Dear Brock Turner,
Truthfully, every time I think of you and your shitty family, it is not easy for me to channel my inner Martin Luther King. And maybe that’s the paradox, your disgusting existence makes me try to be the best example of humanity I can strive for. If I am speaking as Tracey right now, I don’t think you or your entire gene pool has a place on this planet, except maybe in a petri dish to be studied by science. I don’t have love for you as one of “God’s children”, quite opposite, I would consider it an act of God if your house was smote or if you all died in a car accident. So this is not some pollyanna love and compassion type letter, this is me trying to figure out a way to contribute to the end of rape culture constructively, since women all over the world unequivocally saying, “I do not want to be raped” is, for whatever reason, not effective.

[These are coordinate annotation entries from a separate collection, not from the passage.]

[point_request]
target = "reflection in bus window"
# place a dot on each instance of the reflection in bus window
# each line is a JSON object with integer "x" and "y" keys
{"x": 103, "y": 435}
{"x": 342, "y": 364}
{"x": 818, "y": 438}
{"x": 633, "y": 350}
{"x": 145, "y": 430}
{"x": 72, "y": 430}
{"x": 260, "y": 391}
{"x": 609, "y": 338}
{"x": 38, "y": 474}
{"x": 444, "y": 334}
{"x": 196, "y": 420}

I am writing to you with the conviction that you know, deep down, what you did was unforgivable, inexcusable, atrocious, and that you were given a light sentence because of your race and class privilege. You cannot live with this knowledge. People cannot live with secret untruths, they come back to you, they will fester, and manifest and haunt you like a cancer or karma. The truth is there, except in your case, the whole world knows you raped an unconscious woman behind a dumpster, that you did not get a just jail sentence, and you will carry that with you until your grave.

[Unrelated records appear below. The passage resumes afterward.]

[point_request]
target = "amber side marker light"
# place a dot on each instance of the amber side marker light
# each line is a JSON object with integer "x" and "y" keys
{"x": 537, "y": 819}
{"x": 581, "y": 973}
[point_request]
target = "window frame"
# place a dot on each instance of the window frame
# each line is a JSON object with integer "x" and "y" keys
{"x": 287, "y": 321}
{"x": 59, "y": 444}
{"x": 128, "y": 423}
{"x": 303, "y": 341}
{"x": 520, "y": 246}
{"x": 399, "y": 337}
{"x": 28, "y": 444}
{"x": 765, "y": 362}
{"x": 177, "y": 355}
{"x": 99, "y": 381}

I think this is an opportunity, not only for you to redeem yourself, but to contribute to the betterment of mankind as a whole. I am calling on you to publicly and fully take responsibility for your actions. In the most public way you must apologize to that woman you raped behind a dumpster while she was unconscious and you must acknowledge that you did not get a fair jail sentence and you should have been sentenced the full amount possible. I am calling on you to turn this tragedy into something else. Find an expert on rape and talk with them extensively. See how you can contribute, by going to fraternities, speaking at universities, educating your peers on women’s rights to be able to go to a party without being raped while they are unconscious and behind a dumpster and the issues of consent (the woman must be conscious). How can you fundraise for rape clinics? How can you influence change on college campuses to make them safer for women? We, women have been doing this all along, but clearly, there is still much work to be done.
Here’s the thing:
For women to exist peacefully and with human dignity on this planet while we are here, we cannot extricate ourselves from men. For one, 99.9% of us love men. Romantically, socially, in a familial way. We exist on this planet with you. Our liberation is bound to men understanding their actions and correcting them. We have done our part. We have opened clinics, begged for funding, made the most social impact with the little resources we have, we have marched, we have lobbied, we have declared and stood up, we have demanded justice. We are not the problem. The laws that are stacked against us are not our responsibility. The sexual and physical behavior of men is not our responsibility.
Someone is not a man because they stick their twisted little dick inside a vulnerable, unconscious woman behind a dumpster. A true man is responsible for their actions and owns their shit. Man up.